Amyotrophic Lateral Sclerosis (ALS)
Amyotrophic lateral sclerosis (ALS), also known as motor neuron disease, is a rare and devastating neurodegeneration of the upper motor neurons in the motor cortex and the lower motor neurons in the brainstem and spinal cord. Patients experience progressive weakness of upper and lower limb muscles as well respiratory and bulbar muscles. Although the clinical course is variable, mortality due to respiratory failure is common within 2 to 3 years of onset of symptoms. The global incidence of ALS is estimated at 2 per 100,000 persons and appears to be increasing in recent years. The prevalence is estimated at approximately 6 to 9 per 100,000 persons. Currently, approved treatments for ALS include Rilutek®, Radicava®, Relyviro®, and QALSODY®. These drugs have modest effects on disease modification and on survival. Hence, there is a large unmet need among patients with ALS.

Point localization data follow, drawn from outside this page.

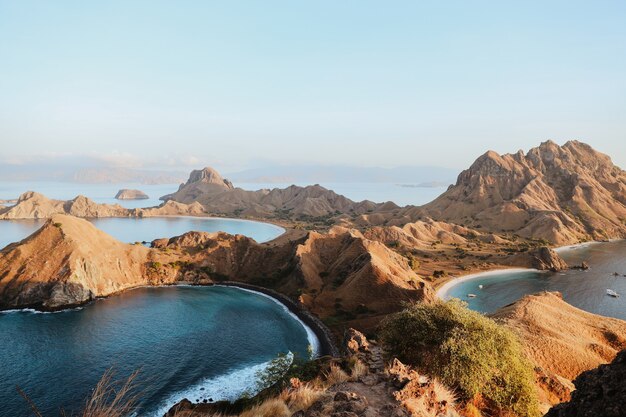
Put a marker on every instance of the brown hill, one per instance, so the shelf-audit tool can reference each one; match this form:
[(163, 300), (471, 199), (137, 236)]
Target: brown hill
[(126, 194), (67, 262), (559, 193), (339, 275), (562, 340), (32, 205), (218, 196), (599, 392)]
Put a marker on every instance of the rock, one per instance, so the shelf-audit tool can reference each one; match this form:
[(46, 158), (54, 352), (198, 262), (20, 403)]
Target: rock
[(355, 341), (561, 340), (558, 193), (546, 259), (599, 392), (127, 194)]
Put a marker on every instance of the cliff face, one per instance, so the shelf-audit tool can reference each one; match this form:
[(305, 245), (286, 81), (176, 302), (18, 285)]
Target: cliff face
[(126, 194), (67, 262), (559, 193), (339, 274), (599, 392), (562, 340), (218, 196), (32, 205)]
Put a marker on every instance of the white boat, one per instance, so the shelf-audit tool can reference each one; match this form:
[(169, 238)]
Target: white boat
[(611, 293)]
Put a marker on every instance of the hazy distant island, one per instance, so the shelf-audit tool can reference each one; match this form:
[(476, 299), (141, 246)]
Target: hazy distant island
[(356, 265), (126, 194)]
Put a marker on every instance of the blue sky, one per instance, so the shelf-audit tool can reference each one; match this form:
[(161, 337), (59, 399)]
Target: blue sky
[(237, 84)]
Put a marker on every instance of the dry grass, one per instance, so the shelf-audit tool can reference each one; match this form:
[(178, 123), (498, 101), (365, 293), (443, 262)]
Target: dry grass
[(359, 369), (335, 375), (110, 398), (302, 398), (443, 393)]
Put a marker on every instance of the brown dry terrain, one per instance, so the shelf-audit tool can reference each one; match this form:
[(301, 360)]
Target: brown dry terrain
[(32, 205), (562, 194), (562, 340)]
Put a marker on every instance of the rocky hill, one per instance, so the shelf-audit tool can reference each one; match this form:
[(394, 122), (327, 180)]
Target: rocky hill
[(32, 205), (218, 195), (126, 194), (562, 340), (67, 262), (599, 392), (339, 275), (562, 194)]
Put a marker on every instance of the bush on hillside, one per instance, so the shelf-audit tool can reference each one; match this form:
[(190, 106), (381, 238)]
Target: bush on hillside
[(465, 350)]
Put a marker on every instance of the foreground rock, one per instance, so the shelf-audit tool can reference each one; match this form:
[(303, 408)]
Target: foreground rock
[(599, 392), (126, 194), (562, 340)]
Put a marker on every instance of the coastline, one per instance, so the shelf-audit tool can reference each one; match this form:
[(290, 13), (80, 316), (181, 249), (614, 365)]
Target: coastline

ALS and Inflammasome Activation
Several misfolded proteins implicated in the pathogenesis of ALS, including TDP-43, SOD1G93A, Pr50, and poly GA aggregates induce inflammasome activation. The expression of multiple inflammasome components, including NLRP3, NLRC4, IL-18, IFN-γ and Caspase-1, is increased in post-mortem tissue and circulation of patients with ALS, as well as, in many animal models of the disease. Collectively, these data support the concept that inflammasome inhibition could be beneficial in patients with ALS.
K9 and inflammasomes
Kamuvudine-9 (K9) inhibits inflammasome activation in multiple animal models and inhibits IL-1β, IL-17, IL-18, and IFN-γ, as well as the Th1 and Th17 lymphocyte axes in animal models. K9 also reduced serum neurofilament light chain (NfL) levels by 98% in an animal model of neurodegeneration. This has particular relevance to ALS since QALSODY recently received accelerated approval from the FDA for ALS on the basis of its ability to reduce plasma NfL levels by approximately 50%.